Illicit Drugs Programme
There were four violations of the RFU illicit drugs policy last season, with 332 tests conducted. This shows that we can be confident that the programme is effectively delivering its twin aims of protecting both the health and welfare of players, and the image and reputation of rugby as a game free of illicit drugs.
Phil Winstanley, Rugby Director at Premiership Rugby, said: “At Premiership Rugby we are committed to keeping rugby clean and maintaining the sport's integrity. The combination of a comprehensive testing and education programme is the bedrock of our commitment and we are confident this approach is working with violations remaining low in the 2017-18 season.
“There is however no room for complacency and we are committed to working in partnership with the RFU and the RPA, and providing the testing authorities with unrestricted access to our clubs and players.”
Richard Bryan, Rugby Director at the Rugby Players Association, said: “The Rugby Players Association and our members are fully committed to clean sport. The integrity and health risks posed to the game and to our members by doping and illicit drugs are clear and continuing to confront those risks is essential.
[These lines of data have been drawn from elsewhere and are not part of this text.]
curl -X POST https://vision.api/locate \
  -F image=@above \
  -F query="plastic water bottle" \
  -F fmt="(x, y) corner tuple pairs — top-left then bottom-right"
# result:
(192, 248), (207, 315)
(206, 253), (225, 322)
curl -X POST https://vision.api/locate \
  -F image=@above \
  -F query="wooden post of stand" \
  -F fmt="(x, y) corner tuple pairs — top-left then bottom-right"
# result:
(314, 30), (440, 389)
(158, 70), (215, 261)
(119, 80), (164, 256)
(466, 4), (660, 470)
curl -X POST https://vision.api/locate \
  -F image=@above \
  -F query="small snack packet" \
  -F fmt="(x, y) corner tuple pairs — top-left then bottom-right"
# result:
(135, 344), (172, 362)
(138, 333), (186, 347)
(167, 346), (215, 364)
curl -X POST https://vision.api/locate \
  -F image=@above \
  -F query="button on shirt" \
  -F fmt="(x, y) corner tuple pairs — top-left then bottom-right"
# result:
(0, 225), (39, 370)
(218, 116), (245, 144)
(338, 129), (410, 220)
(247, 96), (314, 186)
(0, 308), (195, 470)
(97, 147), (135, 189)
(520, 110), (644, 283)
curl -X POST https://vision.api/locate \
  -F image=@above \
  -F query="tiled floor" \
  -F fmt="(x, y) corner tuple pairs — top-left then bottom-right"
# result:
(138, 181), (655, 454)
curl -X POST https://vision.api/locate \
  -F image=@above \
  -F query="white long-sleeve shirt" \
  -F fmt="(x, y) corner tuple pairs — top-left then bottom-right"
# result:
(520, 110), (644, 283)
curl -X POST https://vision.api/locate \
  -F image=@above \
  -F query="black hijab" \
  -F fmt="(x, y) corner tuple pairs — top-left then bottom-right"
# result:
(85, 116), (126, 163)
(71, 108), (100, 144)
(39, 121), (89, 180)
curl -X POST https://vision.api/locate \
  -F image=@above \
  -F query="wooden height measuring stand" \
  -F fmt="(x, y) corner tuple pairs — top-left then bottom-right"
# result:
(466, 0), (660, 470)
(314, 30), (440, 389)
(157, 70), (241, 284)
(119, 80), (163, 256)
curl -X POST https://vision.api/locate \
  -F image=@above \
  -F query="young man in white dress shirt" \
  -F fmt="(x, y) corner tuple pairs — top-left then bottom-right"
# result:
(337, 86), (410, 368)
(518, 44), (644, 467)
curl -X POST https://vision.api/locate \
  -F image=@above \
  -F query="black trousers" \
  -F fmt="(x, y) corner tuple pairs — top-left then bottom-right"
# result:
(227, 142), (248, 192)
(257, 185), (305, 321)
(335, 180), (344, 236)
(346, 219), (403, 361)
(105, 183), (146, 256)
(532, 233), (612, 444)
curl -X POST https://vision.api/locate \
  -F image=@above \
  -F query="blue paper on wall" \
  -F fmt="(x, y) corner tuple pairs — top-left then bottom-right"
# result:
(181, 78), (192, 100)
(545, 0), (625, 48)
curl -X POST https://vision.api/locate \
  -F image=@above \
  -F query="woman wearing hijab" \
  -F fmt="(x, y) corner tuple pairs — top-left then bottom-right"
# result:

As such, protection of our game and our members is an absolute priority and, alongside the RFU and Premiership Rugby, we remain fully committed to the player education and testing programmes.”
A total number of 99 tests were conducted in the community game. There were three anti-doping rule violations within the community game during 2017-18 season.
The RFU’s Rugby Safe initiative makes anti-doping materials such as posters and advice cards available to clubs and the wider community game with information on anti-doping alongside other relevant topics such as good nutrition and training advice. In addition, seminars are available for clubs and other bodies to organise with the RFU.
The community game anti-doping strategy will see the RFU increase its focus on improving awareness, enhancing education and increasing testing within the community game.
Stephen Watkins, RFU Anti-Doping and Illicit Drugs Programme Manager, said: “This report demonstrates our commitment to protecting the integrity and values of our game.
“With the support of our partners, we work to ensure rugby union’s credibility is not undermined by doping. The support of Premiership Rugby and the Rugby Players Association (RPA) is invaluable in promoting a culture of clean sport within the game.
“Whether it is deliberate doping or accidental ingestion, the threat to the game remains real. A proactive programme offers the best possible chance of keeping the sport of rugby union clean and fair, testing and educating players within both the professional and the community game.”
Hamish Coffey, UK Anti-Doping Deputy Director of Operations, said: “UK Anti-Doping once again welcomes the pro-active stance taken by the RFU to tackle doping in rugby union, both in the professional and community games. It is vital for the ongoing fight for clean sport that governing bodies of sport target resources where they can make the biggest impact to protecting athletes from the threats of doping.”